According to Politico, the FBI named Rosen a co-conspirator for publishing the story, and based on this classification, a judge granted a warrant the Dept. of Justice used to collect Rosen’s emails, documents, and attachments associated with a Gmail account. Google, naturally, complied with the warrant.

Slate‘s Ryan Gallagher argues this intrusion is actually far more damaging than the bubbling A.P. scandal. These sorts of legal tactics are “extreme,” according to Gallagher, and he notes the very real chilling effect this sort of investigation has on journalists in general.

Though on the surface it seems Rosen deserved the scrutiny, since he facilitated the criminal leaking of classified material (see the initial story here), the reality is far more ominous.
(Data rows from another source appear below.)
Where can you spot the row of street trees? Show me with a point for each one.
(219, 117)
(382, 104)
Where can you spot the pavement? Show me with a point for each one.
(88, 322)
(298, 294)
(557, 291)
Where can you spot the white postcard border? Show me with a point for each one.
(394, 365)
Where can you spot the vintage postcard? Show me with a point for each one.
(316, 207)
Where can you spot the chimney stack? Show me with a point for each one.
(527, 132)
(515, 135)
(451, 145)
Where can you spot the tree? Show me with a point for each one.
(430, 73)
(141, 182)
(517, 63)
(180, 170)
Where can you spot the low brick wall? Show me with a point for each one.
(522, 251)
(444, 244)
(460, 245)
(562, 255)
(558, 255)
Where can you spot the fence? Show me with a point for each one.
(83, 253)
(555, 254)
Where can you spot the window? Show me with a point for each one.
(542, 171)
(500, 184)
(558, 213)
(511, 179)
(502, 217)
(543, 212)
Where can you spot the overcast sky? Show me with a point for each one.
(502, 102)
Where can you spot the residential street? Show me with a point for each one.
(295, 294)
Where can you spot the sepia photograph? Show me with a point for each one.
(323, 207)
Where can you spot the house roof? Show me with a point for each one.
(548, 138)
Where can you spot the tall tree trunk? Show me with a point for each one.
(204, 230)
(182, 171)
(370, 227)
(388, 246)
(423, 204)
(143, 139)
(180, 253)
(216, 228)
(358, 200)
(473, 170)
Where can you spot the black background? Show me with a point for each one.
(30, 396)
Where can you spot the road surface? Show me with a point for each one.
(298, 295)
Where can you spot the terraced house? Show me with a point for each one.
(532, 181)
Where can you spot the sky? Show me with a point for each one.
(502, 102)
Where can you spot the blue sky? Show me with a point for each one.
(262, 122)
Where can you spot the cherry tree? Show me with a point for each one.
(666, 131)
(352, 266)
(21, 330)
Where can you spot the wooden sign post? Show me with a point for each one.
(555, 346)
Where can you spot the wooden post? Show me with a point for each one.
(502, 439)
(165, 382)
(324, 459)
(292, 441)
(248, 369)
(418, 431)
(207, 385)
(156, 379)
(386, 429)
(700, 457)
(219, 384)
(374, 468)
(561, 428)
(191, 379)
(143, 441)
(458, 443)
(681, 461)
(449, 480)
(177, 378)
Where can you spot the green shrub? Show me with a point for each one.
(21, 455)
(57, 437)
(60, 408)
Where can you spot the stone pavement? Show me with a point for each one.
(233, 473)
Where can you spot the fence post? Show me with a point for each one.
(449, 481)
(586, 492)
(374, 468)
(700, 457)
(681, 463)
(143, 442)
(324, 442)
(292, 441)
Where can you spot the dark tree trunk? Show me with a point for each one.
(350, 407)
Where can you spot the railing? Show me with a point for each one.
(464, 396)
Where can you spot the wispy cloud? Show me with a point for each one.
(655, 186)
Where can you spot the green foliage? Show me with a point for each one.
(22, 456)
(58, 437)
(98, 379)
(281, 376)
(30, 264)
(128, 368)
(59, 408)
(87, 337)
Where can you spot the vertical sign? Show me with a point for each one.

Depending on how you count things, there have been SIX such prosecutions under President Obama, compared to only THREE in the rest of American history. That is right, ladies and gentlemen, President Obama really is number one.

As this New Republic piece makes clear, this kind of heavy-handedness has two effects. First, reporters begin to change their behavior due to the possibility they might be dragged in front of a grand jury. Second, and probably even more damaging, possible sources clam up–quickly. So, if you your friendly, neighborhood drone program is skirting the boundaries of the law, that poor cubicle dweller with a conscience becomes far less likely to talk due to the possibility that all of the DOJ’s fury will rain down around him or her. This is how government abuse goes unreported.

I have never been one to argue the First Amendment provides reporters with a sort of super-access to information or that they should be free from the legal consequences of their behavior. I don’t think the Freedom of the Press provides a substantive set of liberties that are unique to journalists. Primarily, I think it provides freedom from prior restraint, which is not at issue in Rosen’s case, for he was allowed to publish the piece, though he has been pressured since then.

At the same time, government should only go after journalists for very particular reasons, primarily because of the possible chilling effect that heavy-handed government has on the spread of information. Information is REQUIRED for our form of government to work. If the citizenry is not informed about possible mis-deeds, how can our elected officials be held accountable?

There is a balance, then, between the press’ liberties and our government’s need for secrecy. The Obama Administration has tilted, more than any government in our history, toward secrecy. What is fascinating about this, at least for me, is that the kinds of leaks we are discussing are generally minor and do not bear a strong relationship to significant security interests. Given that reality, this feels more punitive than anything else.